The Packet Forensics 5B 3rd Generation Device (5BG3) is a purpose-built active defense and complex network surveillance platform designed to meet your most rigorous security requirements. This energy efficient, small form factor platform integrates two pairs of inline 10/100/1000 network interfaces, built in span port, a management interface, two 802.11 low-profile directional antennas and a power supply that uses less than 25W of power. It is an ideal platform when space is limited, but the need is great.
The 5BG3 is tailored toward specific needs in the areas of active cyber defense, lawful intercept, network intelligence collection, and communications policy enforcement.
• Deploy darknets, sinkholes, and security overlay networks
• Enforce communications policies with an extensible policy language
• Record network traffic with intelligent ring buffering
• Perform stealth packet filtering and transparent redirection
• Prevent threats from entering the network at the packet level
This comprehensive system is designed for flexibility. System options provide enhancements to network defense and surveillance capabilities.

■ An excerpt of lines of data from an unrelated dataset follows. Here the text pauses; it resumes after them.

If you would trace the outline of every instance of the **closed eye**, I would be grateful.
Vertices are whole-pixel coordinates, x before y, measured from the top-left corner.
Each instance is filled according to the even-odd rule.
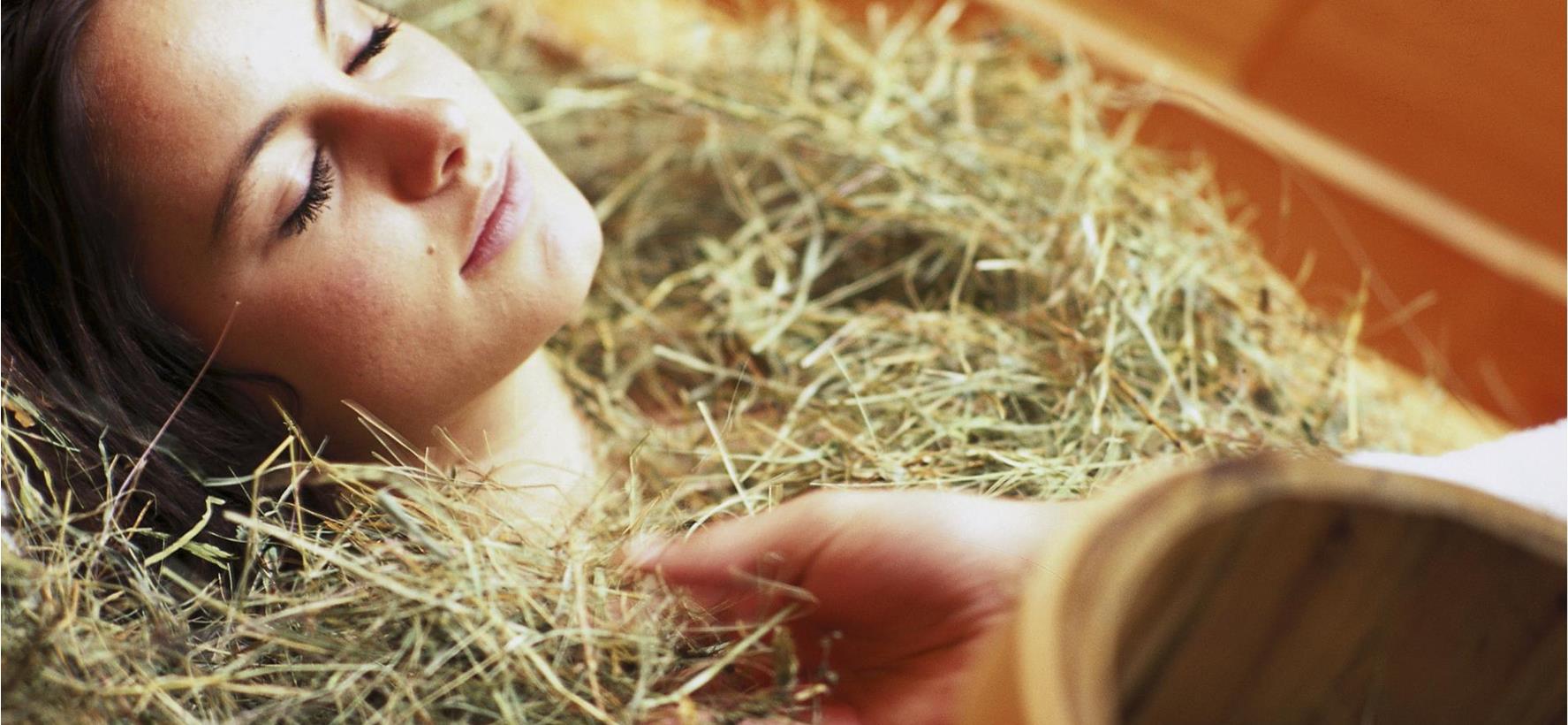
[[[376,25],[370,31],[370,39],[359,49],[358,53],[343,67],[343,72],[353,74],[354,71],[370,63],[375,56],[381,55],[392,41],[392,35],[397,33],[398,20],[397,17],[387,17],[386,22]],[[326,149],[317,146],[315,158],[310,162],[310,182],[306,185],[304,198],[299,199],[299,206],[289,213],[284,220],[282,235],[298,237],[310,228],[310,223],[326,210],[326,202],[332,199],[332,165],[326,157]]]
[[[386,22],[376,25],[375,30],[370,31],[370,41],[365,42],[358,53],[354,53],[353,60],[348,61],[348,66],[343,67],[343,72],[353,74],[354,71],[364,67],[365,63],[370,63],[372,58],[381,55],[381,52],[390,44],[392,35],[397,33],[397,17],[387,17]]]

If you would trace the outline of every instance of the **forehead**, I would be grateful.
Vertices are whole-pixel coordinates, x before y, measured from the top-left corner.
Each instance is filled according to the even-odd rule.
[[[78,64],[93,143],[135,221],[204,221],[315,49],[312,0],[102,0]]]

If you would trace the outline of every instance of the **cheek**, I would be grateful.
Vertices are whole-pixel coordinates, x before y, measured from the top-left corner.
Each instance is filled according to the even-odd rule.
[[[370,268],[334,265],[336,273],[299,276],[267,293],[251,295],[245,337],[259,367],[285,378],[326,378],[367,370],[386,358],[395,337],[395,286],[379,284]],[[314,388],[309,380],[296,384]]]

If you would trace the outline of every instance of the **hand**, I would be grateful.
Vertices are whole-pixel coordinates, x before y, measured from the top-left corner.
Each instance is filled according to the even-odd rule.
[[[1011,615],[1032,557],[1077,504],[936,491],[831,491],[685,541],[641,541],[627,565],[657,571],[718,615],[792,618],[801,672],[831,670],[834,723],[942,723],[983,636]],[[787,587],[765,587],[762,581]],[[826,651],[823,642],[828,643]]]

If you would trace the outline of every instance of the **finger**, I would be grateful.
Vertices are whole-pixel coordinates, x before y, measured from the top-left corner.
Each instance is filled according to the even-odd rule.
[[[633,543],[627,565],[682,587],[800,582],[814,556],[859,510],[861,493],[812,493],[771,512],[721,521],[687,538]]]

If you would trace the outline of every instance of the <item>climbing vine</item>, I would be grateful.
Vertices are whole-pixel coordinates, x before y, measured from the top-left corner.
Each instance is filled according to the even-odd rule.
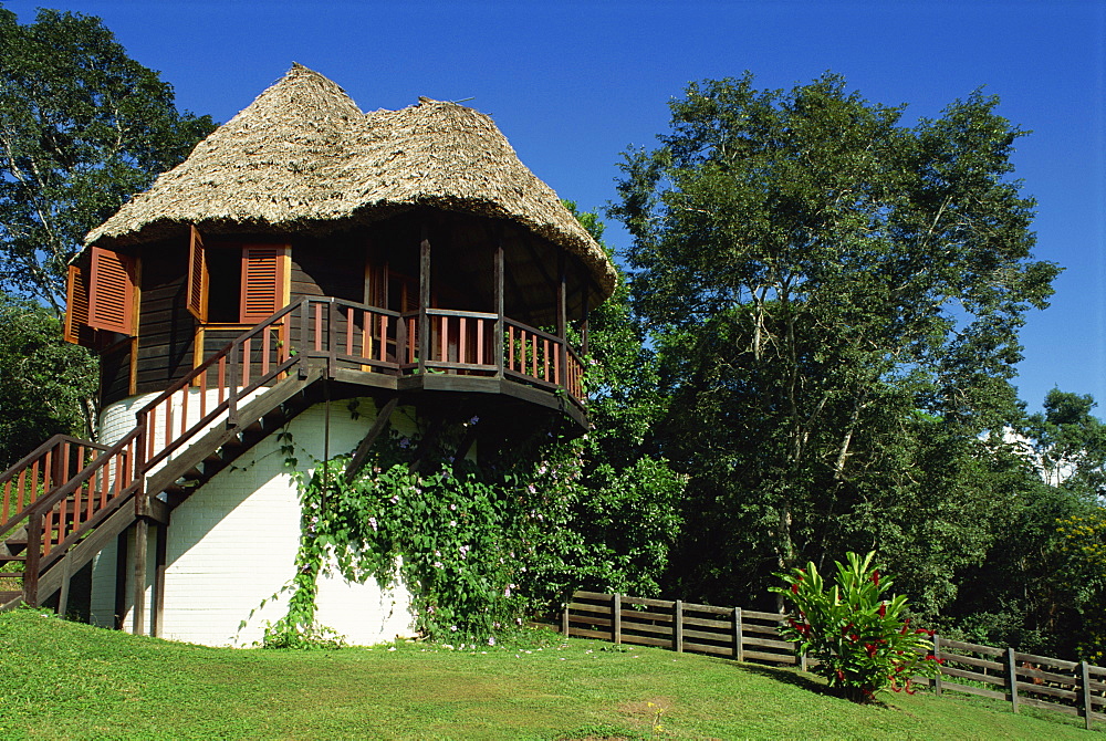
[[[312,460],[307,473],[292,434],[278,435],[302,521],[289,609],[265,624],[265,646],[340,641],[315,620],[317,577],[331,570],[384,588],[401,582],[421,635],[463,643],[493,644],[533,605],[560,596],[571,556],[583,551],[567,526],[580,445],[542,430],[484,468],[451,458],[479,422],[447,428],[430,451],[417,435],[382,436],[352,480],[349,453]]]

• Advanced capabilities allow for packet-level manipulation
• Small form-factor, solid-state
• Triggers intercepts based on IP, MAC, keywords, RADIUS, DHCP, VoIP calls, behavior or other subject criteria
• Probe and Mediation capabilities
• Deploy it with no prior knowledge of the target network
• Passively discover network topology
• In-line use is safe with the 5BG3’ s hardware bypass circuitry and intelligent software
• Easy to manage with graphical software on Windows, Mac and Linux
• Supports multiple VoIP protocols
• CALEA compliant
The Packet Forensics policy regime allows multiple policies to operate simultaneously on the entire data stream. This means while you search for thousands of different strings deep inside each packet, you can also intercept VoIP calls, extract dialed digits and correlate RADIUS and DHCP log-ins with IP addresses. Each policy can have different resulting actions, such as forwarding packets to another analysis system or writing pen register-type logs. For technical experts, an advanced policy editor is provided. You can craft your own applications and take granular control over all packet processing functions.
With the Packet Forensics multi-platform graphical user interface, scaling an installation is as simple as plugging-in additional equipment and clicking on a few buttons authorizing it to execute your existing policies. Packet Forensics platforms can go from bare-metal to fully-operational in under five minutes. Our graphical user interface is available on Windows, Mac OS X and Linux platforms and allows you to manage thousands of devices in the field, even those behind NAT and firewalls. Most intercepts can be set up in just a few clicks of a wizard and even the wizards themselves can be customized to follow your specific workflow.